Once you have filled in __init__(self) and forward(self, x) of the EasyModel class you can use the following to see the performance of your

>>> class_names = ['T-Shirt', 'Trouser', 'Pullover', 'Dress', 'Coat', 'Sandal', 'Shirt', 'Sneaker', 'Bag', 'Ankle Boot']
>>> num_epochs = 2
>>> batch_size = 100
>>> learning_rate = 0.001
>>> data_loader_reshaped = torch.utils.data.DataLoader(dataset=FashionMNISTDataset('dataset.csv', True), batch_size=batch_size, shuffle=True)
>>> advanced_model = AdvancedModel()
>>> train(advanced_model, data_loader_reshaped, num_epochs, learning_rate)
>>> y_true_advanced, y_pred_advanced = evaluate(advanced_model, data_loader_reshaped)
Epoch : 0/2, Iteration : 49/200,  Loss: 0.7043, Train Accuracy: 80.2100, Train F1 Score: 79.9030
Epoch : 0/2, Iteration : 99/200,  Loss: 0.4304, Train Accuracy: 84.0650, Train F1 Score: 83.9004
Epoch : 0/2, Iteration : 149/200,  Loss: 0.4911, Train Accuracy: 85.0850, Train F1 Score: 84.4854
Epoch : 0/2, Iteration : 199/200,  Loss: 0.3728, Train Accuracy: 86.9900, Train F1 Score: 86.9663
Epoch : 1/2, Iteration : 49/200,  Loss: 0.3628, Train Accuracy: 87.2150, Train F1 Score: 86.9041
Epoch : 1/2, Iteration : 99/200,  Loss: 0.3961, Train Accuracy: 87.7100, Train F1 Score: 87.7028
Epoch : 1/2, Iteration : 149/200,  Loss: 0.3038, Train Accuracy: 88.9200, Train F1 Score: 88.9186
Epoch : 1/2, Iteration : 199/200,  Loss: 0.3445, Train Accuracy: 89.2500, Train F1 Score: 88.8764
>>> print(f'Advanced Model: '
  f'Final Train Accuracy: {100.* accuracy_score(y_true_advanced, y_pred_advanced):.4f},',
  f'Final F1 Score: {100.* f1_score(y_true_advanced, y_pred_advanced, average="weighted"):.4f}')
Advanced Model: Final Train Accuracy: 89.2500, Final F1 Score: 88.8764
plot_confusion_matrix(confusion_matrix(y_true_advanced, y_pred_advanced), class_names, 'Advanced Model')

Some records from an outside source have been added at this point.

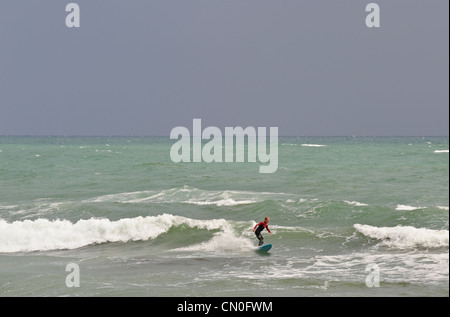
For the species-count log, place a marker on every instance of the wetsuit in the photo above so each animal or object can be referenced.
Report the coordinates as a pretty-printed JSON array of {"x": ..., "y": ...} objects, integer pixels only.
[{"x": 260, "y": 228}]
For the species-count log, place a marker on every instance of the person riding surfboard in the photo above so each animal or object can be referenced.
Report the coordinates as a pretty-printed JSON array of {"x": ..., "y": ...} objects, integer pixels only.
[{"x": 260, "y": 227}]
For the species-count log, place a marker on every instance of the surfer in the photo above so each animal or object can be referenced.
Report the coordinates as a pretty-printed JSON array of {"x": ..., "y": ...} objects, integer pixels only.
[{"x": 260, "y": 227}]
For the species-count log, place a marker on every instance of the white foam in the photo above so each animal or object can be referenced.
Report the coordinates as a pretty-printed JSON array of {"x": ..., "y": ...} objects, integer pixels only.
[
  {"x": 407, "y": 208},
  {"x": 313, "y": 145},
  {"x": 222, "y": 202},
  {"x": 43, "y": 234},
  {"x": 406, "y": 237},
  {"x": 190, "y": 195},
  {"x": 355, "y": 203}
]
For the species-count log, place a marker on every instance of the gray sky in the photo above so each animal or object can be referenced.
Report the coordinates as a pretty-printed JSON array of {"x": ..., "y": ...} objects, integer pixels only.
[{"x": 142, "y": 67}]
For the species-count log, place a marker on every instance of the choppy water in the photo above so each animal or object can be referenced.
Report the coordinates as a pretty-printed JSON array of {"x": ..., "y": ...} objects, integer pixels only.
[{"x": 138, "y": 224}]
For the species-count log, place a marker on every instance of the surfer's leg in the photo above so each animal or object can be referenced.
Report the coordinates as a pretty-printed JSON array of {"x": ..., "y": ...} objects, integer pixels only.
[{"x": 260, "y": 238}]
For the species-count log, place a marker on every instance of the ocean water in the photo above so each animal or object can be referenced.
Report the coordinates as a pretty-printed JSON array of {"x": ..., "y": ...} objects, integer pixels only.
[{"x": 137, "y": 224}]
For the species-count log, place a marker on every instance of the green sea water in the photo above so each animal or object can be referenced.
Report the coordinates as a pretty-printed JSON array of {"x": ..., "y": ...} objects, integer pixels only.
[{"x": 138, "y": 224}]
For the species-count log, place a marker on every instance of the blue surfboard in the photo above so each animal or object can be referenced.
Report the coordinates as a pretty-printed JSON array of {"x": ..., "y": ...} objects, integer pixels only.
[{"x": 265, "y": 247}]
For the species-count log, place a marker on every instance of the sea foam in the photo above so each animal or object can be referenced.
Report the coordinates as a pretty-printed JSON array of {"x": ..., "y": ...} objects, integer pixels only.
[
  {"x": 43, "y": 234},
  {"x": 403, "y": 237}
]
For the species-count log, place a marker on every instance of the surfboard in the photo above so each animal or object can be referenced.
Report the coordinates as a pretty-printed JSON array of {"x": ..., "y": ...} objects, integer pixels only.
[{"x": 265, "y": 247}]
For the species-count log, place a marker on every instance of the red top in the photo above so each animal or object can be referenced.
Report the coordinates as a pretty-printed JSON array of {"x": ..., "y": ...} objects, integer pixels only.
[{"x": 264, "y": 225}]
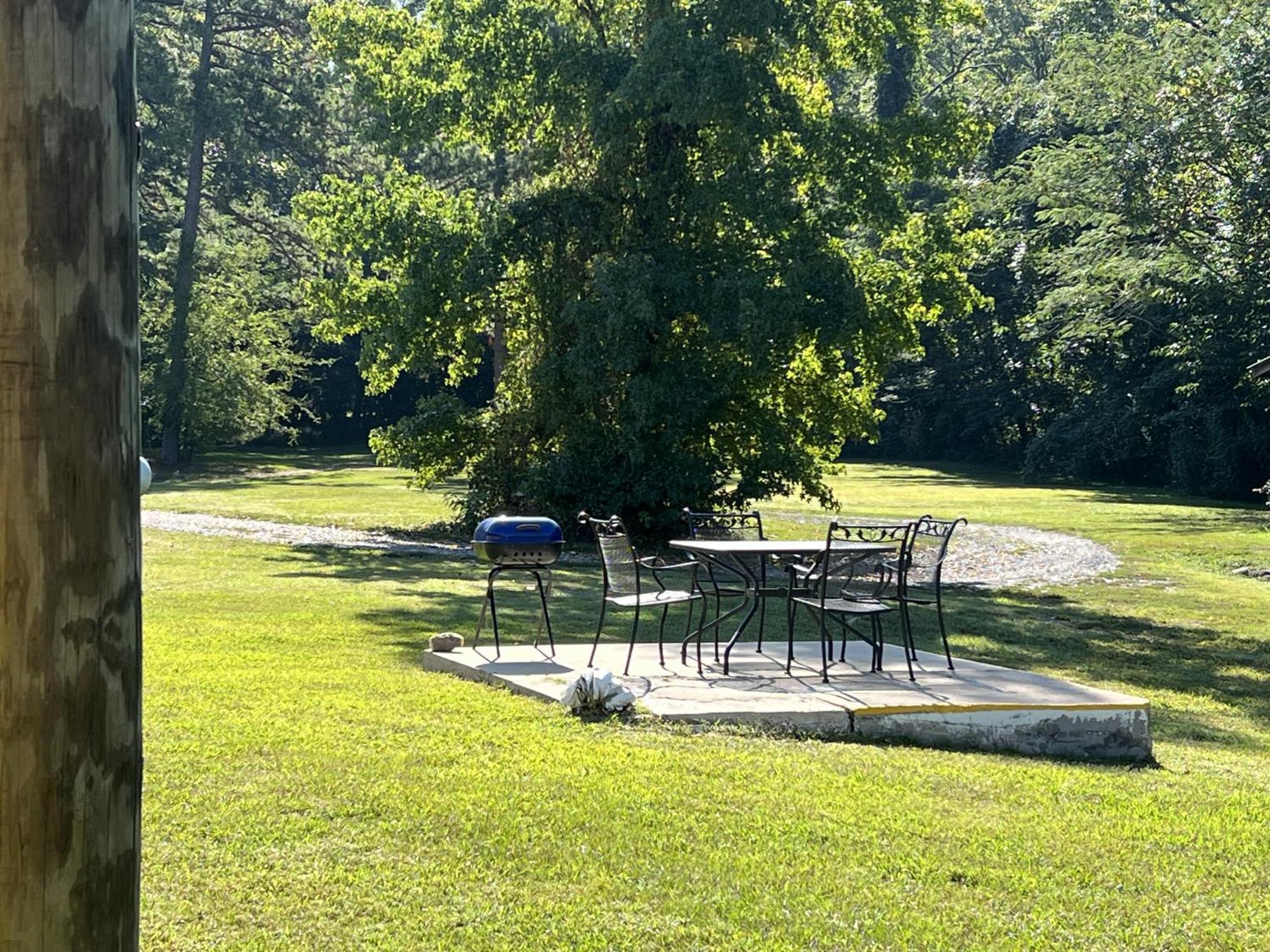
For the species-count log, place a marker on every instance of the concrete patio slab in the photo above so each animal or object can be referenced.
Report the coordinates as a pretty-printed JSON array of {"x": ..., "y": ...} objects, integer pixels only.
[{"x": 977, "y": 706}]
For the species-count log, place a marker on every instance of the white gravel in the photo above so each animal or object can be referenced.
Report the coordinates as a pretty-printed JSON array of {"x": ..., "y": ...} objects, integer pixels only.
[{"x": 989, "y": 557}]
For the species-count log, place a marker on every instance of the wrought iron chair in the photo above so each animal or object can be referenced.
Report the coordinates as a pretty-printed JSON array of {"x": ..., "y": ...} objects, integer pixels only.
[
  {"x": 920, "y": 577},
  {"x": 725, "y": 582},
  {"x": 627, "y": 586},
  {"x": 852, "y": 585}
]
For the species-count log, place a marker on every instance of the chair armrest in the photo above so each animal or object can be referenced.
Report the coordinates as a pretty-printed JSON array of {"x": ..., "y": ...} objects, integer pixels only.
[{"x": 660, "y": 564}]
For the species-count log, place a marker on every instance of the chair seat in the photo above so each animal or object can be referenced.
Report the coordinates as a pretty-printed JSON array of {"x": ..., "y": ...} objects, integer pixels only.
[
  {"x": 653, "y": 598},
  {"x": 848, "y": 606}
]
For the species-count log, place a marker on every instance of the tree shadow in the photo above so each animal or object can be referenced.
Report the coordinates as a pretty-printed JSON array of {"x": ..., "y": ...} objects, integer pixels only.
[
  {"x": 1050, "y": 634},
  {"x": 953, "y": 474}
]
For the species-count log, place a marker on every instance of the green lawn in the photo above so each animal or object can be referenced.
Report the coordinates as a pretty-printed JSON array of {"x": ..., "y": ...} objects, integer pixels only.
[{"x": 309, "y": 786}]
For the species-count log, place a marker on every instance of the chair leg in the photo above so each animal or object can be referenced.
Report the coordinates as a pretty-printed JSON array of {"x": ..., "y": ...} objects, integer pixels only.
[
  {"x": 906, "y": 624},
  {"x": 631, "y": 652},
  {"x": 909, "y": 658},
  {"x": 876, "y": 629},
  {"x": 700, "y": 626},
  {"x": 825, "y": 653},
  {"x": 939, "y": 612},
  {"x": 789, "y": 630},
  {"x": 688, "y": 634},
  {"x": 718, "y": 616},
  {"x": 604, "y": 606}
]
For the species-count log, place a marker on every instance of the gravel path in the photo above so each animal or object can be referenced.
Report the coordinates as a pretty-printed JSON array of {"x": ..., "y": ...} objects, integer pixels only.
[{"x": 989, "y": 557}]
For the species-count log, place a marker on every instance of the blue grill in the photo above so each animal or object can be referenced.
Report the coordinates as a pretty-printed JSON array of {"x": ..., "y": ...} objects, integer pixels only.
[{"x": 516, "y": 540}]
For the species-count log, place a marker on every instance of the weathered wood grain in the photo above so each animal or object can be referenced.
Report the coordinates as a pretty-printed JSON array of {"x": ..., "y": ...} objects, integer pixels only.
[{"x": 70, "y": 614}]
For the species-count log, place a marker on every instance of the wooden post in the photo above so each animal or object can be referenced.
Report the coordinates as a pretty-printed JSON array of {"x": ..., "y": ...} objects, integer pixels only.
[{"x": 70, "y": 614}]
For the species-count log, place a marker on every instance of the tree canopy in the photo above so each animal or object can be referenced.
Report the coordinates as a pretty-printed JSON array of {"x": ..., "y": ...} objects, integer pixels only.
[{"x": 686, "y": 223}]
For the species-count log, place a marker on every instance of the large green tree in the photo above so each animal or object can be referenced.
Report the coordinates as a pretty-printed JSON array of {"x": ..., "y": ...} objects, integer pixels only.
[
  {"x": 685, "y": 221},
  {"x": 234, "y": 109},
  {"x": 1126, "y": 192}
]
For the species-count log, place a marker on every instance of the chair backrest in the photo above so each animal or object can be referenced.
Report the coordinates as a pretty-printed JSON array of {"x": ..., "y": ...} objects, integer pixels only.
[
  {"x": 841, "y": 573},
  {"x": 721, "y": 526},
  {"x": 930, "y": 548},
  {"x": 617, "y": 554}
]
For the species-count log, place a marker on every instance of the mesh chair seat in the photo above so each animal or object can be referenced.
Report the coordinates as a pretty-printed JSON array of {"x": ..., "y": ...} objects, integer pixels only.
[
  {"x": 670, "y": 597},
  {"x": 846, "y": 606},
  {"x": 637, "y": 583}
]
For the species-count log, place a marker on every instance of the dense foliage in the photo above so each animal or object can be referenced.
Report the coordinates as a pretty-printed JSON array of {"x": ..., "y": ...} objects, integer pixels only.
[
  {"x": 234, "y": 122},
  {"x": 680, "y": 224},
  {"x": 1127, "y": 192},
  {"x": 636, "y": 256}
]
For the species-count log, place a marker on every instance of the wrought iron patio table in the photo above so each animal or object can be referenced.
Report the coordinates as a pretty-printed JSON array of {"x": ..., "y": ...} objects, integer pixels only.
[{"x": 727, "y": 554}]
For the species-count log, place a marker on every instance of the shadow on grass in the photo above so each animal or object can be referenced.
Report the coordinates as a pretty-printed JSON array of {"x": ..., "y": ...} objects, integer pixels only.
[
  {"x": 1052, "y": 634},
  {"x": 952, "y": 474}
]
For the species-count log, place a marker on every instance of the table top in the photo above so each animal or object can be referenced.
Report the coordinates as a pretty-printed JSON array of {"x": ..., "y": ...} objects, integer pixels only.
[{"x": 775, "y": 546}]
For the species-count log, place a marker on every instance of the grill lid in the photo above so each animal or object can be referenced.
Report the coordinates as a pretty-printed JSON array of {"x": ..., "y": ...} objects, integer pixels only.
[{"x": 519, "y": 530}]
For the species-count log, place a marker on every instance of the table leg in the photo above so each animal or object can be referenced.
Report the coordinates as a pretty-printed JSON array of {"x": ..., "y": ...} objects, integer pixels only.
[{"x": 754, "y": 598}]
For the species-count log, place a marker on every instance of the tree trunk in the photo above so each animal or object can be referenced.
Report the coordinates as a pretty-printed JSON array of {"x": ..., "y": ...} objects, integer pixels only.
[
  {"x": 498, "y": 340},
  {"x": 896, "y": 83},
  {"x": 70, "y": 590},
  {"x": 184, "y": 282}
]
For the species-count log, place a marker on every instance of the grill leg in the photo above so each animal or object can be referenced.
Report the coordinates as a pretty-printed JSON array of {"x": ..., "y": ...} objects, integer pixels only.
[
  {"x": 493, "y": 615},
  {"x": 544, "y": 619},
  {"x": 600, "y": 628},
  {"x": 631, "y": 652}
]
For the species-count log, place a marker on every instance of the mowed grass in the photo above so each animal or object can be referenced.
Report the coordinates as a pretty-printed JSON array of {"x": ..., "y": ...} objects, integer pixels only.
[
  {"x": 314, "y": 488},
  {"x": 309, "y": 786}
]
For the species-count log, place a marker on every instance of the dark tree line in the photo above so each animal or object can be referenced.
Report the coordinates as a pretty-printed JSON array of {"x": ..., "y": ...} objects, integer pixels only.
[{"x": 694, "y": 249}]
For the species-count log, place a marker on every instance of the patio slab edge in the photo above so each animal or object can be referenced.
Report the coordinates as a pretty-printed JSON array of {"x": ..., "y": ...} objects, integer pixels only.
[{"x": 1108, "y": 727}]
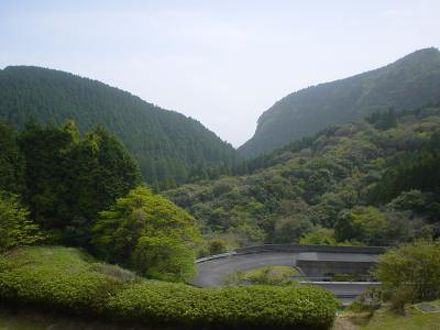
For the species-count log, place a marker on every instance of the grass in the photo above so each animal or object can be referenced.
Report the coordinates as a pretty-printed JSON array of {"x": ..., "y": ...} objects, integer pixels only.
[
  {"x": 61, "y": 281},
  {"x": 269, "y": 275},
  {"x": 414, "y": 319},
  {"x": 384, "y": 318}
]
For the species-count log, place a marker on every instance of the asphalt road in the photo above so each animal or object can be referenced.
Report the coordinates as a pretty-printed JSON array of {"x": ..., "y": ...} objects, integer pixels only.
[{"x": 213, "y": 272}]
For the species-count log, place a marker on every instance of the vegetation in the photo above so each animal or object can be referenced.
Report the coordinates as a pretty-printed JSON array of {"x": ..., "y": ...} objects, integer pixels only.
[
  {"x": 169, "y": 147},
  {"x": 410, "y": 273},
  {"x": 64, "y": 179},
  {"x": 65, "y": 279},
  {"x": 408, "y": 83},
  {"x": 346, "y": 185},
  {"x": 416, "y": 317},
  {"x": 15, "y": 227},
  {"x": 149, "y": 234},
  {"x": 268, "y": 275}
]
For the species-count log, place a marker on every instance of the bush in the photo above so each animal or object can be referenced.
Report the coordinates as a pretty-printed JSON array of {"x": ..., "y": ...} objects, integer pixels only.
[
  {"x": 262, "y": 307},
  {"x": 65, "y": 284},
  {"x": 63, "y": 279},
  {"x": 411, "y": 272}
]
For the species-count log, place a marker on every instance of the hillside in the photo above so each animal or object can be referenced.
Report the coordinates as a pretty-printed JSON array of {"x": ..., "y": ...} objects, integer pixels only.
[
  {"x": 408, "y": 83},
  {"x": 169, "y": 147},
  {"x": 372, "y": 181}
]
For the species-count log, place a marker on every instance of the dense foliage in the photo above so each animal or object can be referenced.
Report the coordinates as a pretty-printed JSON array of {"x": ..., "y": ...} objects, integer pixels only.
[
  {"x": 408, "y": 83},
  {"x": 65, "y": 280},
  {"x": 411, "y": 270},
  {"x": 15, "y": 226},
  {"x": 65, "y": 179},
  {"x": 169, "y": 147},
  {"x": 372, "y": 181},
  {"x": 11, "y": 160},
  {"x": 149, "y": 234}
]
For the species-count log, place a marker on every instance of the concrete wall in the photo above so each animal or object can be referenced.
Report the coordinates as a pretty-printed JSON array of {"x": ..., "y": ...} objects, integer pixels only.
[{"x": 311, "y": 248}]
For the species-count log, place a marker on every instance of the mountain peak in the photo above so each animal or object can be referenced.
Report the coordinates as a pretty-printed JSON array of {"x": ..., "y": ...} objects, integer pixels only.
[{"x": 410, "y": 82}]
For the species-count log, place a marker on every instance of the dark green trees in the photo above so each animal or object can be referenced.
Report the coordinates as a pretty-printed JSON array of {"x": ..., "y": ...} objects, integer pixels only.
[
  {"x": 63, "y": 178},
  {"x": 11, "y": 160},
  {"x": 15, "y": 226},
  {"x": 169, "y": 147}
]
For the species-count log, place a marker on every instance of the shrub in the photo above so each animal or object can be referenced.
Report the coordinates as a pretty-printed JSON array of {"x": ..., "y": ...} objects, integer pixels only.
[
  {"x": 61, "y": 285},
  {"x": 261, "y": 307},
  {"x": 63, "y": 279},
  {"x": 216, "y": 246},
  {"x": 411, "y": 272}
]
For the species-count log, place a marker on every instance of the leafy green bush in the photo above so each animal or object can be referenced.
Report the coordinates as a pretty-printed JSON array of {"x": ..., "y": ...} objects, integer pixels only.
[
  {"x": 59, "y": 279},
  {"x": 410, "y": 273},
  {"x": 64, "y": 279},
  {"x": 261, "y": 307},
  {"x": 269, "y": 275}
]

As before, we reserved multiple datasets for testing with the same distribution of labels as given in dataset.csv. We will train and evaluate your model on our end using the same train() and evaluate() functions as given. Full points will be given for a Advanced Model for num_epochs = 2, batch_size = 100, learning_rate = 0.001 if the accuracy on the reserved datasets and F1-Score is >= 88%.

3. Feedback [5 points]

  1. [2 points] What were the two classes that one of your models confused the most?
  2. [3 points] Describe your architecture for the Advanced Model.
  3. [0 points] Approximately how long did you spend on this assignment?
  4. [0 points] Which aspects of this assignment did you find most challenging? Were there any significant stumbling blocks?
  5. [0 points] Which aspects of this assignment did you like? Is there anything you would have changed?